いったい何者なんだという言葉を言うつもりが、うまく言葉がでない。

「俺らはさ、まぁ、能力を悪用する奴を懲らしめるチームってやつ? ちなみに君の幼馴染の真緒ちゃんも―――。」

「煌ッ!」

教室に慌てた様子の小野が見えた。

「お、ちょうど。」

「大丈夫? けがはない?」

小野が俺に近寄り、全身をくまなく見てくる。こんなに心配されたのは小学生の時以来かもしれない。近いってお前。
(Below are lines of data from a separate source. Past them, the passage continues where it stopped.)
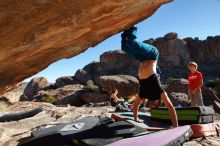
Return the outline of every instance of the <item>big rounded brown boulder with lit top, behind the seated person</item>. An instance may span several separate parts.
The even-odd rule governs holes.
[[[96,83],[107,93],[118,89],[118,96],[124,98],[136,95],[139,91],[138,80],[129,75],[101,76],[96,78]]]

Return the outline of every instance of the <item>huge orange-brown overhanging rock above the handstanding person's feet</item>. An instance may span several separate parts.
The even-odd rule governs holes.
[[[0,0],[0,94],[80,54],[172,0]]]

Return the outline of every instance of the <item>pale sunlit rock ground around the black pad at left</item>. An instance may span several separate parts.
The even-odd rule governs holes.
[[[76,108],[70,106],[56,107],[47,103],[18,102],[12,106],[4,108],[4,110],[1,110],[0,114],[27,111],[36,107],[42,107],[44,111],[31,118],[0,123],[1,146],[17,146],[19,142],[30,138],[32,131],[41,128],[47,128],[61,123],[71,122],[73,120],[88,116],[110,117],[110,112],[114,111],[114,108],[110,106],[98,108]]]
「足を切っているわ。ガラスを・・・・・・。美穂ちゃん、すぐ洗ってあげて。」

「分かった。」

稲木美穂がすっと立ち上がり近づく。

「足の裏を上にして。」

机に座り、切った方の右足を手でつかんで傷口を上に向ける。

「無傷でないのはどういうことかしら?」

空中に液体が現れる。しかし・・・・・・。

「この液体って何?」

小野が現れて安心したのか、言葉がすっと出るようになっていた。

「水」

「いやー、ちょっとした手違いで。・・・・・・窓を開けてなかったって言うかー。」

空中で静止していた水の一部が流れ始める。教室の床におちてびしゃびしゃと音をたてる。

「ごめんなさい。寝ちゃってた。」

稲木がのんびりとした口調で謝罪する。

「えー・・・・・・、言っちゃうの、美穂ちゃん。」

「ど……ど・う・い・う・こと、かしら?」

信じられないという顔をしたかと思うや否や、すぐに小野がすごい笑顔で永瀬に尋ねる。

「なぁ小野。」

「なにかしら?」

いつものクールさを取り戻した小野がこちらを見る。

「お前も能力を使えるのか……?」

小学生の頃からずっと一緒にいるが、能力が使えることなど今の今まで知らなかった。

「ええ、そうよ。」

あっさりとした返事をする小野。すると小野がニヤッと笑う。

「ねぇ永瀬、かみ・・・・・・煌が私の能力を知りたがりそうよ?」

ぐいっと小野が永瀬に近づく。

「へ、へー。」

永瀬がたじろいでしまう。

「これは教えてあげないとね。」

「あ、あぁ、真緒ちゃんの能力は本人が受けてみないと・・・・・・。」

すっと、小野の目が細くなる。相手を蔑む目だ。その視線の先には永瀬。

「え、マジ? え、ちょ、痛ってーーーーっ!」

バチッ。

小野が永瀬の腕に触れた瞬間に音が聞こえる。永瀬がうあああ、とうめき声をあげながら床を転がる。

くるっと小野が振り返る。

「風の能力者、永瀬浩成。水の能力者、稲木美穂。そして私が雷の能力者、小野真緒。『エレメント』というチームで活動しているの。煌の味方よ。」

小野が笑顔でそう言う。それは心からの笑顔だった気がした。